左顺门外,修典值房的灯火一连数夜未熄。
李一元与罗万化相对而坐,桌案上摊开的稿纸已经写了七八稿,却始终未能定稿。
问题不在於「海外纪功仪制」本身的条文,这些仪制规程,对李一元这样一生治律的大家来说,不过是信手拈来的事。
真正的难题在於,这篇仪制要如何开篇。
「若直书「奉旨立柱」,恐後世以为此举乃天子一时兴起。」
罗万化揉着太阳穴,声音带着几分疲惫,「可若绕开陛下不提,又於礼不合。」
李一元缓缓摩挲着手中的毛笔,半晌才道:「问题的根子,不在我们怎麽写,而在朝中有人怎麽看。」
他这话说得含蓄,但两人都心知肚明。
消息传开已有数日,科道那边的反应,比预想中来得更快、也更猛烈。
最先发难的是都察院的都御史吴之佳。
此人在隆庆朝就以敢言着称,曾因弹劾某位勋贵侵占民田而被贬谪,後来复起,脾性不改。
他在给内阁的奏疏中措辞激烈:「臣闻陛下欲於安南立铜柱以纪功。夫铜柱者,马援旧事也。然援立柱之时,交趾初定,柱在而疆界明。」
「今安南虽复,然疮痍未平,百姓未安,朝廷不先抚恤黎庶、整饬吏治,而汲汲於立柱勒石,臣恐此非盛世所宜有也。」
这篇奏疏在内阁被留中,却不知被谁抄了出来,在科道同僚间传阅。
一时间,附和者众。
兵科给事中陈与郊紧随其後,上了一道题为《论立柱非今日急务疏》的长篇奏议,洋洋洒洒三千言,从「三不可」立论:「一曰,劳民伤财。铜柱之制,高可丈余,重逾千斤,铸之需铜、运之需船、立之需役,一柱之费,少说数千银元。今南洋初定,百废待兴,此数千银元若用於安南赈济,可活多少百姓?若用於新军饷银,可养多少士卒?以有用之财,立无用之柱,臣窃为陛下不取也。

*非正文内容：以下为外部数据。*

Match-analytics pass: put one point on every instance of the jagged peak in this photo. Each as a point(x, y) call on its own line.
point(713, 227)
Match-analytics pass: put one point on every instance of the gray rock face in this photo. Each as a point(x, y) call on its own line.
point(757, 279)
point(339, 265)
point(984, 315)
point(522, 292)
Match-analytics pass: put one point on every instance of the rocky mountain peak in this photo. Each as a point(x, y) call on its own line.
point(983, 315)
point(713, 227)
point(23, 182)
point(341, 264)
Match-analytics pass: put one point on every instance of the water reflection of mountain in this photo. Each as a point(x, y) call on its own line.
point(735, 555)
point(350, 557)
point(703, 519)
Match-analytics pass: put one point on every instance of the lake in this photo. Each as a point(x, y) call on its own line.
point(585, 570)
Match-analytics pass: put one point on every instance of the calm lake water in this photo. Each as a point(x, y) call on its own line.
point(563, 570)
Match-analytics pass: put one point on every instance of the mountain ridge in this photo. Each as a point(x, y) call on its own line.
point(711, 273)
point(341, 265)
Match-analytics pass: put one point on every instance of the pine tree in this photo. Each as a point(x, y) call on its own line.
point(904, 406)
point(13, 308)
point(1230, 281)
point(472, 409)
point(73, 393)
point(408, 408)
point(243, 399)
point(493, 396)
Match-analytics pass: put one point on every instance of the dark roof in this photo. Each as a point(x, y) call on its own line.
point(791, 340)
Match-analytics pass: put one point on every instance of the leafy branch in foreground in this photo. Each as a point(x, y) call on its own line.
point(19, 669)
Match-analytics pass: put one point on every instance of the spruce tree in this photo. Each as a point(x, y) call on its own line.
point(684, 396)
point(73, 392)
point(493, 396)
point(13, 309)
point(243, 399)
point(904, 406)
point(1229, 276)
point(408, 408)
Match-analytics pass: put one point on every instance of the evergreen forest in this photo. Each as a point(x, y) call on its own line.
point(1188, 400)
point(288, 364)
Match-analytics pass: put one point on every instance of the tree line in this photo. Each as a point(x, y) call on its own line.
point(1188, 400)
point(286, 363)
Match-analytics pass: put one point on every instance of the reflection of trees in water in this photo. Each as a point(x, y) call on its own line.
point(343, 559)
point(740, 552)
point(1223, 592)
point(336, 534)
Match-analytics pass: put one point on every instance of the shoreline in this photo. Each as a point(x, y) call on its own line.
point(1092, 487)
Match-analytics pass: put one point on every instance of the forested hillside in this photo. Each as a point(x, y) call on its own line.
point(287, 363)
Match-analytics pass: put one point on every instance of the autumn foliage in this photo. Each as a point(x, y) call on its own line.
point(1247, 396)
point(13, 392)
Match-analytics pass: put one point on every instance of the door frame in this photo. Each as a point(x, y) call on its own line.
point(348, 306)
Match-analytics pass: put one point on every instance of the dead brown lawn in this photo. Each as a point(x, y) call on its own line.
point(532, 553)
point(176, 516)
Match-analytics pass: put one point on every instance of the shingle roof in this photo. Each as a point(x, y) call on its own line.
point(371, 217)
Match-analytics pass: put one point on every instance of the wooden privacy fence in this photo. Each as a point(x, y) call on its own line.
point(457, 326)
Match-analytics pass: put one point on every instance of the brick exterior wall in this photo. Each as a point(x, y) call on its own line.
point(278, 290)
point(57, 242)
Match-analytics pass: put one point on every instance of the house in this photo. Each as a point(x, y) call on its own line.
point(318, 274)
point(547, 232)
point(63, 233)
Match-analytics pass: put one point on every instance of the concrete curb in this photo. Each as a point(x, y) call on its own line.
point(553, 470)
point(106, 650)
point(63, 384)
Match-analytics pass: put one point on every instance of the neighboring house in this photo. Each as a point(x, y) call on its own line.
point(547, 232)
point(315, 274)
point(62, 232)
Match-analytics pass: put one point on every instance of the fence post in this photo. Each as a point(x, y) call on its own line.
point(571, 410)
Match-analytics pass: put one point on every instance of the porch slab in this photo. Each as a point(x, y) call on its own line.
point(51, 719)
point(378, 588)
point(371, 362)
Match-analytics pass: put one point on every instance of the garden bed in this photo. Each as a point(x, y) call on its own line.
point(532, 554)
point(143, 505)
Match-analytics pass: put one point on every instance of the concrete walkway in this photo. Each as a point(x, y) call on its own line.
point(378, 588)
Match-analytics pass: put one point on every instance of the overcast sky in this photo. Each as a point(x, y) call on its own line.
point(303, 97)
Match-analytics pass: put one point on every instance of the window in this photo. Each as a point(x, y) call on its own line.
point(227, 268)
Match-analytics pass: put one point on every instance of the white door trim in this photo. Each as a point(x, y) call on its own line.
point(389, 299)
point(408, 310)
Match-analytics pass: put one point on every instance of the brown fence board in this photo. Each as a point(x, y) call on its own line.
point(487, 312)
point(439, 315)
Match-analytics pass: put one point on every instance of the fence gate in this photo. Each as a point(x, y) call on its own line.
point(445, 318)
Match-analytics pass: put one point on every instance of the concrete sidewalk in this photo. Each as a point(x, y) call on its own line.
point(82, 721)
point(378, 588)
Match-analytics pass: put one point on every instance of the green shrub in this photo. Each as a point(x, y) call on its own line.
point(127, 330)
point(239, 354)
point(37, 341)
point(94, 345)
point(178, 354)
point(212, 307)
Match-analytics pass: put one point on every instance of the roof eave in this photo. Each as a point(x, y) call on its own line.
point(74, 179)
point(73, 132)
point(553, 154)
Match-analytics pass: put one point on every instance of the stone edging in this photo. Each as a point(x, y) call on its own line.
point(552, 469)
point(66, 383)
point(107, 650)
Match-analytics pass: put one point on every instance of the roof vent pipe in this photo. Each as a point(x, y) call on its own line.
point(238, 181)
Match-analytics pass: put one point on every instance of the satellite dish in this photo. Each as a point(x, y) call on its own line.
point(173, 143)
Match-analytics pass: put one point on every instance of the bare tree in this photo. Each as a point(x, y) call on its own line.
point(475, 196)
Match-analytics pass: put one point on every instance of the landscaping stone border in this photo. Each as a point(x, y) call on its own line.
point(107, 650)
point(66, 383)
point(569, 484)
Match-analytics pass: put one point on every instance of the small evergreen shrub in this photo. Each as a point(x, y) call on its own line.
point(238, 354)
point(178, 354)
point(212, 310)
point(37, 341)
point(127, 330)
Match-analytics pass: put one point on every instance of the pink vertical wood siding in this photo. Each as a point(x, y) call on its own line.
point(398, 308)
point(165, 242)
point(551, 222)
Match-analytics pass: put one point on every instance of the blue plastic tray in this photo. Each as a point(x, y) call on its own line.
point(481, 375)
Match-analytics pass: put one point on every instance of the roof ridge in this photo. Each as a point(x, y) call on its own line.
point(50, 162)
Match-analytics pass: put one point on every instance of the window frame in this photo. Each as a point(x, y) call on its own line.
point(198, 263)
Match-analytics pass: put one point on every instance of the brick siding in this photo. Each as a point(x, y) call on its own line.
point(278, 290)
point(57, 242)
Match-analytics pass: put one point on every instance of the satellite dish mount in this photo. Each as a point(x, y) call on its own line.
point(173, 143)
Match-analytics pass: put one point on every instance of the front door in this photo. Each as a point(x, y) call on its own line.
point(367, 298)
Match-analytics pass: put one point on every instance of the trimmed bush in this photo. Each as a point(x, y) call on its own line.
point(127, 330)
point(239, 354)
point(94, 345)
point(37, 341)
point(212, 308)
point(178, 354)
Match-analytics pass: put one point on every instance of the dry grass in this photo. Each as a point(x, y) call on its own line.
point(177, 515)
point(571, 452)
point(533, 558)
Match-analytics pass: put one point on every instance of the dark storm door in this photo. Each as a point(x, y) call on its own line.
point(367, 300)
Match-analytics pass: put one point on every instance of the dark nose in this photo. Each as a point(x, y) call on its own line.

二曰,启边衅端。安南虽复,然其地豪酋林立,心向各异。朝廷立柱於其地,名为纪功,实为示威。豪酋见之,或生怨怼;百姓见之,或生惶恐。昔马援立柱,交趾复叛;张奂勒石,羌人再反。前事不远,可为殷监。
三曰,导君於奢。陛下春秋鼎盛,正当勤政爱民、修德省身之时。今立柱之议起,臣恐从此之後,奇技淫巧、珍玩宝货,争相进献,以媚君上。一人之欲易纵,天下之财难继。愿陛下三思。」